The paper's motivating application is replacing test execution with LLM-based verification in RL training pipelines, arguing that sandbox/CI setup per repository is too costly. However, the cost argument is asserted, not demonstrated — there is no comparison of LLM inference cost vs. execution environment cost. The paper's actual contribution is demonstrating that structured execution-free verification can reach 93% accuracy, making it a feasibility result, not a cost-effectiveness result.

Connections Found

Extractable Value

  1. Semi-formal reasoning templates as a reliability lever for code agents. Measured gains from process constraints without model retraining, directly usable in agent pipeline design.

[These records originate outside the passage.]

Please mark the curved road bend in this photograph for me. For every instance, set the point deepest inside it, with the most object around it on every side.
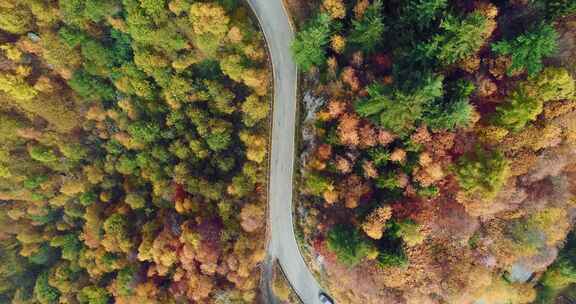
(278, 32)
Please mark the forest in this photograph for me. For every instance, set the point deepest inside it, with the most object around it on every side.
(439, 165)
(133, 151)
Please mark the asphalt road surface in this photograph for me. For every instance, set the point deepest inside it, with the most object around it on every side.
(279, 34)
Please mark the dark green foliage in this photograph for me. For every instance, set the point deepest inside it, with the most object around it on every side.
(556, 8)
(88, 198)
(42, 154)
(45, 294)
(79, 12)
(452, 112)
(379, 156)
(421, 13)
(349, 244)
(309, 47)
(144, 132)
(392, 258)
(367, 32)
(397, 110)
(529, 48)
(93, 295)
(482, 172)
(460, 38)
(520, 108)
(92, 87)
(45, 255)
(34, 182)
(69, 245)
(218, 141)
(316, 184)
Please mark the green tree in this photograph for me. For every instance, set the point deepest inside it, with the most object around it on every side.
(529, 48)
(309, 47)
(421, 13)
(367, 32)
(556, 8)
(459, 38)
(454, 111)
(254, 110)
(482, 172)
(44, 293)
(396, 110)
(316, 184)
(349, 244)
(520, 108)
(93, 295)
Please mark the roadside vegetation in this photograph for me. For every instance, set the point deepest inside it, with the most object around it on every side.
(281, 287)
(441, 168)
(133, 151)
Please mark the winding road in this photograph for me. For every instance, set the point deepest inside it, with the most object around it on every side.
(274, 21)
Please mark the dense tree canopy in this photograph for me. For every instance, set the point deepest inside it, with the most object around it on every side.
(132, 155)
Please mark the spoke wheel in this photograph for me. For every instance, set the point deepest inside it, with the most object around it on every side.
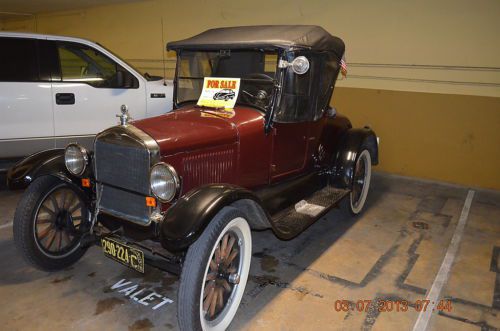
(57, 222)
(222, 276)
(361, 182)
(215, 273)
(50, 221)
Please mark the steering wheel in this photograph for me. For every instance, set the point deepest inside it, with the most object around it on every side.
(254, 94)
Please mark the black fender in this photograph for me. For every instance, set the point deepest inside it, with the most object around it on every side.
(188, 217)
(48, 162)
(346, 155)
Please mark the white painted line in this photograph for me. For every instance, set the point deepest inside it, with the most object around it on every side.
(442, 276)
(5, 226)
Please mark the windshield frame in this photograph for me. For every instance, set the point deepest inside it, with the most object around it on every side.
(275, 89)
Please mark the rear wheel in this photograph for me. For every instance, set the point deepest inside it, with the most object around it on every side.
(360, 183)
(215, 273)
(49, 224)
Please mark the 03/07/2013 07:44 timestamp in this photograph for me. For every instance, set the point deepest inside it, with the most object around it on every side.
(382, 305)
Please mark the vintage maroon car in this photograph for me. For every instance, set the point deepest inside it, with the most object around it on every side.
(182, 191)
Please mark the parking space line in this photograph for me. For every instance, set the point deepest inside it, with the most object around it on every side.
(442, 276)
(5, 226)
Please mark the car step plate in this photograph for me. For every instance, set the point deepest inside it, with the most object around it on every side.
(124, 254)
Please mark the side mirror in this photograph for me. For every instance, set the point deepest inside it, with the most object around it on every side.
(120, 79)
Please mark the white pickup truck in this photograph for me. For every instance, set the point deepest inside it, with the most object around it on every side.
(55, 90)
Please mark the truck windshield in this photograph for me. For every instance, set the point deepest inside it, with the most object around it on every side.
(256, 69)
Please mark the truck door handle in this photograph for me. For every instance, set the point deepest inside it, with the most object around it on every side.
(65, 98)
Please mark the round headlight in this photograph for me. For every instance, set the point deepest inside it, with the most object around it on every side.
(164, 182)
(300, 65)
(75, 158)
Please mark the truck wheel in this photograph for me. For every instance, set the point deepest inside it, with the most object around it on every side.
(360, 184)
(215, 273)
(49, 222)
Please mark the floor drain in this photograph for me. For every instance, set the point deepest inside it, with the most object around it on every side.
(421, 225)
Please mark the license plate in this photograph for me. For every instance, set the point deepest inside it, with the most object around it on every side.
(124, 254)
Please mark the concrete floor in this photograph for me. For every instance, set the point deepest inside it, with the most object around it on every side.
(391, 252)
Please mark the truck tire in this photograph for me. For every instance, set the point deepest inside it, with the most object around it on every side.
(215, 273)
(49, 222)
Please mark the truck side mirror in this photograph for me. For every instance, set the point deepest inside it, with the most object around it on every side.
(120, 79)
(331, 112)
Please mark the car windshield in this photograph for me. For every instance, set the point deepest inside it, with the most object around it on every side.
(256, 69)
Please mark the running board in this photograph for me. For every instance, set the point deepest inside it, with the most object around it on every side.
(295, 219)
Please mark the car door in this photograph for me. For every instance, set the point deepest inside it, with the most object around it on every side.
(26, 124)
(88, 91)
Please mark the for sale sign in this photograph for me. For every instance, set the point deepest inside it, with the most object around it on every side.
(219, 92)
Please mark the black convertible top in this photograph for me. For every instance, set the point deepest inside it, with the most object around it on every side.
(288, 37)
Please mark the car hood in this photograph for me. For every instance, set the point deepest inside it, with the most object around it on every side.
(192, 128)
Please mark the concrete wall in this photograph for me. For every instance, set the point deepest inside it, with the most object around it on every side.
(425, 75)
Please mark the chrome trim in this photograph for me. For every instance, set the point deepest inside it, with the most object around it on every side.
(85, 158)
(176, 181)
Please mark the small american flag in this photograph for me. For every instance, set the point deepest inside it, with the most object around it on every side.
(343, 66)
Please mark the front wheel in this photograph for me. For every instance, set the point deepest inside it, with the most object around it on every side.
(49, 223)
(215, 273)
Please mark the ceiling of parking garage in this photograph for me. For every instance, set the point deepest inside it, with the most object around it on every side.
(15, 8)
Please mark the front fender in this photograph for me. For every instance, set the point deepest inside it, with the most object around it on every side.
(189, 216)
(347, 153)
(48, 162)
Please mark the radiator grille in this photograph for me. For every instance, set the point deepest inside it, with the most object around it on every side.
(120, 165)
(124, 204)
(208, 167)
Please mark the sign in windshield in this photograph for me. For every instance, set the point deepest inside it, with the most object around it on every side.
(219, 92)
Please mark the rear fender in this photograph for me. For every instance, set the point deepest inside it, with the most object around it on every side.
(347, 153)
(188, 217)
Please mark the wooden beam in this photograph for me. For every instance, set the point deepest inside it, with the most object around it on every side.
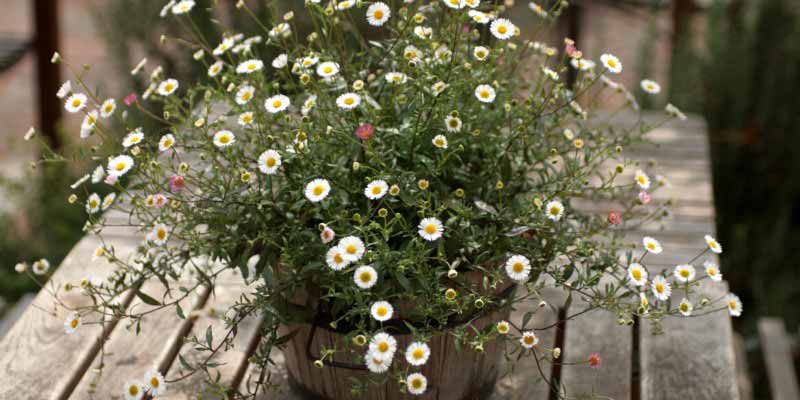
(47, 74)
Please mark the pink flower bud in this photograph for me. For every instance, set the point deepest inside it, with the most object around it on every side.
(130, 99)
(365, 131)
(176, 183)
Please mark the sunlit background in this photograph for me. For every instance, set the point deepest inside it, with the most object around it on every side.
(735, 63)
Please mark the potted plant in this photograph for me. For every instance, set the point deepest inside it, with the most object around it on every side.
(391, 199)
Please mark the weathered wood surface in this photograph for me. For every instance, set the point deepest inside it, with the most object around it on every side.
(694, 360)
(778, 357)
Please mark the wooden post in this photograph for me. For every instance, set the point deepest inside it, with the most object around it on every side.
(47, 74)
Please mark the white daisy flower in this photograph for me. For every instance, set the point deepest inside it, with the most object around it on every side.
(277, 103)
(642, 179)
(485, 93)
(335, 259)
(423, 32)
(133, 138)
(397, 78)
(713, 244)
(119, 165)
(479, 17)
(183, 7)
(712, 271)
(269, 162)
(381, 311)
(352, 247)
(377, 364)
(518, 268)
(582, 64)
(378, 13)
(365, 277)
(440, 141)
(109, 200)
(650, 86)
(417, 353)
(72, 323)
(611, 63)
(167, 87)
(480, 53)
(502, 29)
(503, 327)
(249, 66)
(93, 203)
(376, 189)
(64, 89)
(430, 229)
(684, 273)
(310, 102)
(224, 139)
(245, 94)
(554, 210)
(452, 124)
(215, 69)
(154, 383)
(652, 245)
(98, 174)
(224, 46)
(348, 101)
(159, 234)
(734, 305)
(280, 61)
(686, 307)
(383, 345)
(637, 274)
(166, 142)
(317, 190)
(134, 390)
(107, 108)
(661, 288)
(345, 5)
(75, 103)
(528, 340)
(40, 267)
(454, 4)
(417, 383)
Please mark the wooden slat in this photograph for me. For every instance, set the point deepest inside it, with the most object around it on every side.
(778, 357)
(233, 361)
(598, 332)
(693, 359)
(526, 382)
(39, 334)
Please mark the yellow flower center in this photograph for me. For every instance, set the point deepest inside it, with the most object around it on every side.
(518, 267)
(430, 229)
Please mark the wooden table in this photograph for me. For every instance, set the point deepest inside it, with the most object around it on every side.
(694, 360)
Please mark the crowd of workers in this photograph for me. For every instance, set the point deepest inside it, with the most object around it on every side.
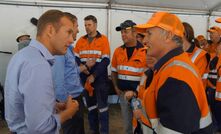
(168, 81)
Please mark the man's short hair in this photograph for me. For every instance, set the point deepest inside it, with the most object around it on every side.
(72, 17)
(189, 32)
(49, 17)
(91, 17)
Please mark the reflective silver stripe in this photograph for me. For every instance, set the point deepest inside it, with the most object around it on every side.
(90, 52)
(86, 59)
(103, 109)
(145, 129)
(154, 122)
(205, 76)
(218, 95)
(143, 79)
(113, 69)
(129, 68)
(92, 107)
(127, 77)
(213, 76)
(76, 54)
(213, 71)
(163, 130)
(183, 64)
(105, 56)
(205, 121)
(195, 55)
(84, 101)
(219, 80)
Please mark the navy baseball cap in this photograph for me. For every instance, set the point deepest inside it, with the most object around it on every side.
(126, 24)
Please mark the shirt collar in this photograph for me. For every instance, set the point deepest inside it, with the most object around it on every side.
(97, 36)
(167, 57)
(138, 45)
(43, 50)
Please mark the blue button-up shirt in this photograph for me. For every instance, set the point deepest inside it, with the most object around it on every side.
(66, 76)
(29, 93)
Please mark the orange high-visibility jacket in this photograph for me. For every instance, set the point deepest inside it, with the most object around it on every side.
(212, 49)
(199, 57)
(212, 75)
(218, 84)
(129, 70)
(175, 101)
(141, 88)
(99, 50)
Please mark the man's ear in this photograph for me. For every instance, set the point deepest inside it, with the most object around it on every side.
(50, 30)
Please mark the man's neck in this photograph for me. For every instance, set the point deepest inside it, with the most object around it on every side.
(93, 34)
(46, 43)
(131, 44)
(186, 45)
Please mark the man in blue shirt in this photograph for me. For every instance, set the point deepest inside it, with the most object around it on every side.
(66, 76)
(29, 94)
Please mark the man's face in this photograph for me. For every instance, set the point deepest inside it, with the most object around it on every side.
(90, 26)
(128, 35)
(76, 30)
(214, 36)
(154, 41)
(63, 37)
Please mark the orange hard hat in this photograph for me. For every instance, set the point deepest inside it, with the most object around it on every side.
(164, 20)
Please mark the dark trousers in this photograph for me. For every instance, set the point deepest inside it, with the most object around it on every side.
(98, 109)
(76, 124)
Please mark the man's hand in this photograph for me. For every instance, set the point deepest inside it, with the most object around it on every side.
(90, 79)
(90, 63)
(72, 106)
(137, 113)
(60, 106)
(129, 94)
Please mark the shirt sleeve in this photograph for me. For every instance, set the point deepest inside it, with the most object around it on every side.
(177, 106)
(58, 78)
(39, 100)
(105, 61)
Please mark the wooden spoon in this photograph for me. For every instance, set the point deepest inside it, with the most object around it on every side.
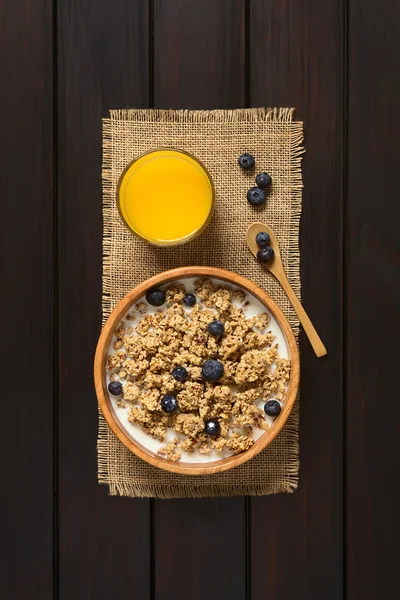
(276, 268)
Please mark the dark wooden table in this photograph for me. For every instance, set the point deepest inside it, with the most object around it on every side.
(63, 65)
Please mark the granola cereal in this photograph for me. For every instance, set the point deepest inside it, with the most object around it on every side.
(149, 343)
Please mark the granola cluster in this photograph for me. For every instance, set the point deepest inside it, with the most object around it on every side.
(148, 346)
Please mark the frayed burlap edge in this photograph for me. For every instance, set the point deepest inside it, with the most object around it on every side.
(180, 490)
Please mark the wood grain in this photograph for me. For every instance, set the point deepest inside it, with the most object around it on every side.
(373, 300)
(296, 59)
(103, 64)
(27, 299)
(276, 268)
(102, 351)
(199, 62)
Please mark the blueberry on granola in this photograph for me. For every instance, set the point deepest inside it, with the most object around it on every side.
(212, 427)
(263, 180)
(272, 408)
(212, 370)
(180, 373)
(189, 299)
(246, 161)
(155, 297)
(169, 403)
(115, 388)
(265, 254)
(256, 196)
(262, 239)
(216, 328)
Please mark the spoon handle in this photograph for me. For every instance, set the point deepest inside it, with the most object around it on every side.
(308, 327)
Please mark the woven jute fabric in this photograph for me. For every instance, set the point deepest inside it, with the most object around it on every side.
(217, 138)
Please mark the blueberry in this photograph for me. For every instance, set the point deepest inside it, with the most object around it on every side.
(212, 370)
(265, 254)
(115, 388)
(155, 297)
(246, 161)
(189, 299)
(169, 403)
(263, 239)
(272, 408)
(216, 328)
(180, 374)
(263, 180)
(256, 196)
(212, 428)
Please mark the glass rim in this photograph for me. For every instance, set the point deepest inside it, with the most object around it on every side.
(190, 237)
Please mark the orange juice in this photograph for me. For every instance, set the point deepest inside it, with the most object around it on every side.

The mechanism is narrowing interpretation space before generation, consistent with agentic-systems-interpret-underspecified-instructions. [quick-win]
  2. Feasibility benchmark for execution-free verification. 93% accuracy on real-world patches establishes that LLM-based verification can approximate test outcomes, though the remaining 7% error rate and absence of cost analysis leave the deployment case unproven. [experiment]
  3. Quantified quality-vs-cost trade-off for structured reasoning. Semi-formal mode improves outcomes but increases step budget (~2.8x in reported settings), useful for architecture decisions. [experiment]
  4. Reusable failure-mode taxonomy for verifier agents. Incomplete trace coverage, third-party semantic guessing, and dismissal of subtle differences are actionable error classes for future eval harnesses. [quick-win]
  5. Process structure and output structure are separate design dimensions. Existing KB notes mostly discuss output schema quality; this source emphasizes process-schema constraints as a distinct mechanism. [deep-dive]

Weak Points

  • Cost argument is asserted, not demonstrated. The paper claims execution-free verification is cheaper than running tests, but provides no cost comparison. LLM inference with up to 100 agent steps of Opus-4.5 (2.8x more in semi-formal mode) is expensive; whether it's cheaper than sandbox setup depends on scale, repo diversity, and infrastructure — none of which are measured.
  • Accuracy ceiling may not suffice. 93% on a balanced dataset means ~7% false signals in RL training. Whether this error rate is tolerable depends on the downstream task, which the paper does not evaluate.
  • Single model family, single benchmark ecosystem. Results are on SWE-bench derived tasks with Claude models. Generalization to other models, languages, and repository structures is untested.

The strongest extractable insight is about structured reasoning as interpretation-narrowing (#1 above) — this connects cleanly to existing notes. The execution-free-as-oracle-replacement framing (#2) is interesting but the paper's own evidence doesn't close the argument. A note on this would need to flag the unproven cost claim rather than accept it.